Jeszcze nie tak dawno domy i mieszkania nad morzem, w górach czy nad jeziorami uważane były za atrakcyjną formę lokaty kapitału. Również eksperci przez długi czas twierdzili, że polski rynek mieszkań i domów wakacyjnych ma ogromny potencjał rozwoju.
– W okresie boomu mieszkaniowego w latach 2006 – 2007 zainteresowanie deweloperów tym segmentem wzrosło i w rezultacie na głównych rynkach nieruchomości wakacyjnych w regionach nadmorskich, górskich oraz na pojezierzu warmińsko-mazurskim ukończono w 2009 roku ponad 6 tysięcy apartamentów i domów wakacyjnych – czytamy w najnowszym raporcie Reas „Rynek mieszkań wakacyjnych w Polsce”.
Przyszedł jednak kryzys i sytuacja ta uległa diametralnej zmianie. Spowolnienia nie udało się uniknąć także i w tym segmencie rynku, co spowodowało osłabienie aktywności deweloperskiej i spadek liczby ukończonych lokali do blisko 2,5 tys. w roku 2010. – Na obecną chwilę deklaracje deweloperów wskazują, że w latach 2011 – 2012 można się spodziewać podobnego poziomu liczby ukończonych jednostek. Ponadto istnieje relatywnie duża liczba inwestycji przygotowanych do rozpoczęcia, których uruchomienie może być jedynie kwestią czasu – przekonują eksperci Reas.
Zmniejszenie liczby budowanych mieszkań było odpowiedzią deweloperów na spadek zainteresowania klientów takimi nieruchomościami. W ciągu ostatnich dwóch lat tempo sprzedaży było niewystarczające, by zachęcić deweloperów do większej aktywności. Tym bardziej że z trudem sprzedawały się mieszkania, które zostały już wybudowane.
Reklama
– W ofercie znajduje się nadal duża liczba jednostek, z których około połowy stanowią te już ukończone. Obecny poziom sprzedaży inwestycji ukończonych w roku 2009 wynosi poniżej 80 proc., podczas gdy na rynku pierwotnym w większości polskich metropolii przekracza 90 proc. – podliczyli analitycy Reas. Deweloperom budującym nieruchomości wakacyjne trudniej też liczyć na dobrą przedsprzedaż.
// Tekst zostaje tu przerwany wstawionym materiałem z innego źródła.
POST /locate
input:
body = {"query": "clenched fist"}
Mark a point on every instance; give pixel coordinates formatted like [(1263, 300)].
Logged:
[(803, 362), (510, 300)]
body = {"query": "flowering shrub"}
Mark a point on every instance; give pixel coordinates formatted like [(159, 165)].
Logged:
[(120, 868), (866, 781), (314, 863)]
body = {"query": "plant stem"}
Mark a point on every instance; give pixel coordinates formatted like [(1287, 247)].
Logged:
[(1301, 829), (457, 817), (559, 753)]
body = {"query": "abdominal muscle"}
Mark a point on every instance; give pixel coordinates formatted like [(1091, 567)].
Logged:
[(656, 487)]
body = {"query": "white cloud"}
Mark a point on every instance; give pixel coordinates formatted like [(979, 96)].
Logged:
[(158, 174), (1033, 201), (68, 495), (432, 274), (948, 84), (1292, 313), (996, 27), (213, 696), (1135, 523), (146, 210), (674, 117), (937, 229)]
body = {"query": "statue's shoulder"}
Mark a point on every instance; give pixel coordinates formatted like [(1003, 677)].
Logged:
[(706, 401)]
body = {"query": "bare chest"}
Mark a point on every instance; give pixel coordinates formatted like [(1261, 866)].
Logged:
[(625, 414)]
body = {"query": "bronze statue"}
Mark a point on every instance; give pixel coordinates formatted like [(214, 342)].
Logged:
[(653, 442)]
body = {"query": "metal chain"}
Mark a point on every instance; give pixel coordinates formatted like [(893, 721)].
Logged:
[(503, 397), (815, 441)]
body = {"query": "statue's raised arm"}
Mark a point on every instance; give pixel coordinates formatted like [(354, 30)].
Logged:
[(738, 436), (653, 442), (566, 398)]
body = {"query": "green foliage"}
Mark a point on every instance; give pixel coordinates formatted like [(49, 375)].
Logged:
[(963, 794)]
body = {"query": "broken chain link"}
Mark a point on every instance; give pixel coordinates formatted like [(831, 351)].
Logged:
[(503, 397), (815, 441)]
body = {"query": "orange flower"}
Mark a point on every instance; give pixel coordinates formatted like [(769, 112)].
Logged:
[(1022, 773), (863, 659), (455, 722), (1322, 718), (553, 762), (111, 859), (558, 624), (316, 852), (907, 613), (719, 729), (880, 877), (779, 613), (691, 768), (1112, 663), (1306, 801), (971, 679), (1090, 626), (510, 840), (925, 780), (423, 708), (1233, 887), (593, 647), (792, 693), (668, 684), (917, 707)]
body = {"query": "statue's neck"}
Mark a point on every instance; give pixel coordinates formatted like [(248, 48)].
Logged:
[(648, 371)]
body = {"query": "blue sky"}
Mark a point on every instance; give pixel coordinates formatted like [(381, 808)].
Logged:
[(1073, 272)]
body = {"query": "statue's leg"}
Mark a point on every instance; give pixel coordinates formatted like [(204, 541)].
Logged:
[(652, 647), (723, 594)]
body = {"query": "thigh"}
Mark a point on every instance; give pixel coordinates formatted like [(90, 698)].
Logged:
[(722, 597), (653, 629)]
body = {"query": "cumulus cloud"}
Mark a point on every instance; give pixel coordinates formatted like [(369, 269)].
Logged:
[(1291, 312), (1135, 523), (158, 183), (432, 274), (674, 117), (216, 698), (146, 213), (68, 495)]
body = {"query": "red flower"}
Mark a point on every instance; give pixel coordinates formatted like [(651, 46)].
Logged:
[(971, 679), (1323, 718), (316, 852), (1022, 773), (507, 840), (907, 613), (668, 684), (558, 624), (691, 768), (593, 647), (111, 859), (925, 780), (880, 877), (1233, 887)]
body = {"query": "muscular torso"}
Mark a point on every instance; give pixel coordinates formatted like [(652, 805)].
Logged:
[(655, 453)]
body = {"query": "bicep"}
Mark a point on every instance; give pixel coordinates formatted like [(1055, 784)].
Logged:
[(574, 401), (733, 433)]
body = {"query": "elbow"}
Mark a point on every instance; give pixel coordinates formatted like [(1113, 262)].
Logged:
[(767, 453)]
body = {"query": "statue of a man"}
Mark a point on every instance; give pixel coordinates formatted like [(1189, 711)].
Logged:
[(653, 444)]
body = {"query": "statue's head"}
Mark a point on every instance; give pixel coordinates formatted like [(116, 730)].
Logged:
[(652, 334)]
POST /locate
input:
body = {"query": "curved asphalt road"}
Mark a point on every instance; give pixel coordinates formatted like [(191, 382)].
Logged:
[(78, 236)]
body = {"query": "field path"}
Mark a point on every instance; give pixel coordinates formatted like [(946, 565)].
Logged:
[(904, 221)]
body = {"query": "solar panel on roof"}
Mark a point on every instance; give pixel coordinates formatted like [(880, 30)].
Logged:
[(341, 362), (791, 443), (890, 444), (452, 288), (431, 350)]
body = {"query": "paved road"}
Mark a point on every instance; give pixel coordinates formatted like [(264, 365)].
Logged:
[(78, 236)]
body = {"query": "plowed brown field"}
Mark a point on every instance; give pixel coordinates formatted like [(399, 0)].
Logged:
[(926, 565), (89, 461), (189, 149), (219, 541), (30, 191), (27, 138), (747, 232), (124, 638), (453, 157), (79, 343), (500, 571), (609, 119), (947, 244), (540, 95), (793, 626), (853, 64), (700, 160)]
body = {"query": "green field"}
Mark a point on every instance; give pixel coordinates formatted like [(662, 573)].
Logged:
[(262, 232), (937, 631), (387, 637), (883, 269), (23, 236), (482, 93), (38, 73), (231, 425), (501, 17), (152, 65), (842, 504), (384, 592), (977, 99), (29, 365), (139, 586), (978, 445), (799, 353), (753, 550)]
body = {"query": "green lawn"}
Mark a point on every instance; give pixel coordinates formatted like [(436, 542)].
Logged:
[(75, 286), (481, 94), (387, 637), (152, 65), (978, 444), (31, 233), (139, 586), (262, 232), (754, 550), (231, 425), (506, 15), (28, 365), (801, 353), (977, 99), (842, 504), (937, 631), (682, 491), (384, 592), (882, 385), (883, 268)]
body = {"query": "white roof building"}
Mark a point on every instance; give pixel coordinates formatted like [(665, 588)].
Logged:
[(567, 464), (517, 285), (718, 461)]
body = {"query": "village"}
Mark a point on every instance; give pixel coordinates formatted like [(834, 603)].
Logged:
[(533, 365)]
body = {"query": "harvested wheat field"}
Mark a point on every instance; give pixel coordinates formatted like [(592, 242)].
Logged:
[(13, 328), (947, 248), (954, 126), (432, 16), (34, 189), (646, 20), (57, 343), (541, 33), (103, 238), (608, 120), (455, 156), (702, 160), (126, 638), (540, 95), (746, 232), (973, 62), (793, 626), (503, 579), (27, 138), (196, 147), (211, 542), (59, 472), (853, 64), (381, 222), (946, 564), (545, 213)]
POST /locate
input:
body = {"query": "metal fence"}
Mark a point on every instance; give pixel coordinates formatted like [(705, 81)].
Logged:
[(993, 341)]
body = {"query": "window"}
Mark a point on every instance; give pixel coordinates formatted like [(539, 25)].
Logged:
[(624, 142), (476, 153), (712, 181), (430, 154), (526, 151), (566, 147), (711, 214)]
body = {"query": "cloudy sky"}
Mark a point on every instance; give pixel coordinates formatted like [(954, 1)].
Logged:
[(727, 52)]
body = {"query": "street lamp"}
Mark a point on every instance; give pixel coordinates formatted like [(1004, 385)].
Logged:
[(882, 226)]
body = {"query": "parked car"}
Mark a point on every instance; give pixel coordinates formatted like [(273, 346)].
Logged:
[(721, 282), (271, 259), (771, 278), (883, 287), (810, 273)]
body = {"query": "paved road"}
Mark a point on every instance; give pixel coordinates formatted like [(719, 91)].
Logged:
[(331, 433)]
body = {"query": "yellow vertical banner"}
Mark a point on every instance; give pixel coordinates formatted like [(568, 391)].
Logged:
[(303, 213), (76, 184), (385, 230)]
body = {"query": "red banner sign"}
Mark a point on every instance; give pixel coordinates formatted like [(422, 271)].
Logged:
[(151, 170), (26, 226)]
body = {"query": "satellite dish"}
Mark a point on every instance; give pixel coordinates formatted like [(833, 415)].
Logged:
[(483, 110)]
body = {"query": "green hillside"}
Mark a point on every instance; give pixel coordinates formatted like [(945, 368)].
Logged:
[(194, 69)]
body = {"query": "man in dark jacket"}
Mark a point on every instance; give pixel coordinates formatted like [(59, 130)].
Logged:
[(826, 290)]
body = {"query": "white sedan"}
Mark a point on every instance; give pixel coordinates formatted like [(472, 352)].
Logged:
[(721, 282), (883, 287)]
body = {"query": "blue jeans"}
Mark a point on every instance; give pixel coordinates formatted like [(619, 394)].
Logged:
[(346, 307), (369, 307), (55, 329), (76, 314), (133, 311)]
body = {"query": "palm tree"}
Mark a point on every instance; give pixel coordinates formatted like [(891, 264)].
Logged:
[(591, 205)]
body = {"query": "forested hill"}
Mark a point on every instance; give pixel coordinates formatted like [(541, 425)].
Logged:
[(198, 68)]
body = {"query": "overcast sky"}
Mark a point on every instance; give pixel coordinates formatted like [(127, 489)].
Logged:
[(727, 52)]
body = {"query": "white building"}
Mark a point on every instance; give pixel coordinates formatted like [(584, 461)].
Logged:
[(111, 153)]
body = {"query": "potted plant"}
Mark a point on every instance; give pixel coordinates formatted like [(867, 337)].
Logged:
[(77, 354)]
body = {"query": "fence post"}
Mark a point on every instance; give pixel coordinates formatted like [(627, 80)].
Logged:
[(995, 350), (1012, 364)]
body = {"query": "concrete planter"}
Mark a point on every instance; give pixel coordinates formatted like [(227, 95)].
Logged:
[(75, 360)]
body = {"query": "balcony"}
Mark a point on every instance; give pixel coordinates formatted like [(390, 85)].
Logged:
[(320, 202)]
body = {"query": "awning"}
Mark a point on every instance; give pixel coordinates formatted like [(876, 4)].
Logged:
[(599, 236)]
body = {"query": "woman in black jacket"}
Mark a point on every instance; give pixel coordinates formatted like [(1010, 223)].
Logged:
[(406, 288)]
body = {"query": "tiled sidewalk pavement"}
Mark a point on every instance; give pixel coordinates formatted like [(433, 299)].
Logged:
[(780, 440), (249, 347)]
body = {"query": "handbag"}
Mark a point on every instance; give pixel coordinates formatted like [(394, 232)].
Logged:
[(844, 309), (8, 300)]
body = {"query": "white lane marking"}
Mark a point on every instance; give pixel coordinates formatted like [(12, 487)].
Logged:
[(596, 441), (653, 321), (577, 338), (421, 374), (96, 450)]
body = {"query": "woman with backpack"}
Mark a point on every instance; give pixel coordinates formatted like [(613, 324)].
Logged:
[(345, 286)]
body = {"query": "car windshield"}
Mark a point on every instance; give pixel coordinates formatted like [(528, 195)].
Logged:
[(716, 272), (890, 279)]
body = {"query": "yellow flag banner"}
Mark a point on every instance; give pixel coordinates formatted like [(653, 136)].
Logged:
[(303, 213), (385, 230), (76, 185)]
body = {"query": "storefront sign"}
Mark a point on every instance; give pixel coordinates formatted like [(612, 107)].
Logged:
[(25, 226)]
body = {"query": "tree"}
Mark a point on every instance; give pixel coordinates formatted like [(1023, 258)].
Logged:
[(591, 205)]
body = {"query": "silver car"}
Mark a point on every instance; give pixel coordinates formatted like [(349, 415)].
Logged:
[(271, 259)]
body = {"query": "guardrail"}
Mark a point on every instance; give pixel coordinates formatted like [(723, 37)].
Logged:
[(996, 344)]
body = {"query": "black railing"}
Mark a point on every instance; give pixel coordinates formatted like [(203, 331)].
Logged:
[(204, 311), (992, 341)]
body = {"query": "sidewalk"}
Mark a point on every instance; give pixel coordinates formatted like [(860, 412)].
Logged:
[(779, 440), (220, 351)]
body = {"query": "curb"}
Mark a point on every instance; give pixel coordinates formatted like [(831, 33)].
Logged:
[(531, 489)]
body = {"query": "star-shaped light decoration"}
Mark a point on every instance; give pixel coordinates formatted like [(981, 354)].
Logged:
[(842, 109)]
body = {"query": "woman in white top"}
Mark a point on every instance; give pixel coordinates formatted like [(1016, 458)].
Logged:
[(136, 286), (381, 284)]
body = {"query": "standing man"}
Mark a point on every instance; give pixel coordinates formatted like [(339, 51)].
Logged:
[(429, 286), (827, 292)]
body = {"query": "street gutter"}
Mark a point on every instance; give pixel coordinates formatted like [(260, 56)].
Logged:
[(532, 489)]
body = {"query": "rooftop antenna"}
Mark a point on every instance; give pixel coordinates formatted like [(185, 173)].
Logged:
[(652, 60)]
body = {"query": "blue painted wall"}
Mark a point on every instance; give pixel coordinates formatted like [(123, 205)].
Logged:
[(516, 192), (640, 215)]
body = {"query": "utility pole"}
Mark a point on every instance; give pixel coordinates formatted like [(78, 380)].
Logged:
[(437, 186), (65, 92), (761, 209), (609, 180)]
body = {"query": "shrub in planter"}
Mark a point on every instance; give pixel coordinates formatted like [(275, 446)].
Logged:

– W porównaniu do nabywców mieszkań w dużych miastach kupujący apartamenty i domy wakacyjne są na ogół mniej chętni do zakupów we wczesnej fazie budowy. Jest to widoczne w średnim poziomie przedsprzedaży inwestycji planowanych do ukończenia w 2012 roku, która wynosi nadal poniżej 20 proc. Jednostki planowane na rok 2012 stanowią największą część obecnej oferty – czytamy w raporcie.
Wbrew pozorom jest to dobra wiadomość dla potencjalnych kupujących. W obecnych warunkach banki niechętnie udzielają kredytów inwestycyjnych, więc do inwestowania zdolni są jedynie silni finansowo deweloperzy.
Również strona popytowa w tym segmencie jest zazwyczaj silniejsza finansowo niż przeciętny klient dewelopera. Siłą napędową popytu są inwestorzy kupujących domy i mieszkania pod wynajem. W odróżnieniu od zwykłego M nieruchomości wakacyjne sprzedawane są zazwyczaj w opcji wykończenia pod klucz, chociaż zwykle w nie najwyższym standardzie.
Zdaniem ekspertów z Reas zarówno rosnąca siła nabywcza, jak i coraz większa liczba krajowych i zagranicznych turystów zainteresowanych turystyką weekendową, biznesową, konferencyjną, uzdrowiskową, odnową biologiczną i wellness są silnymi argumentami przemawiającymi na korzyść takiego inwestowania.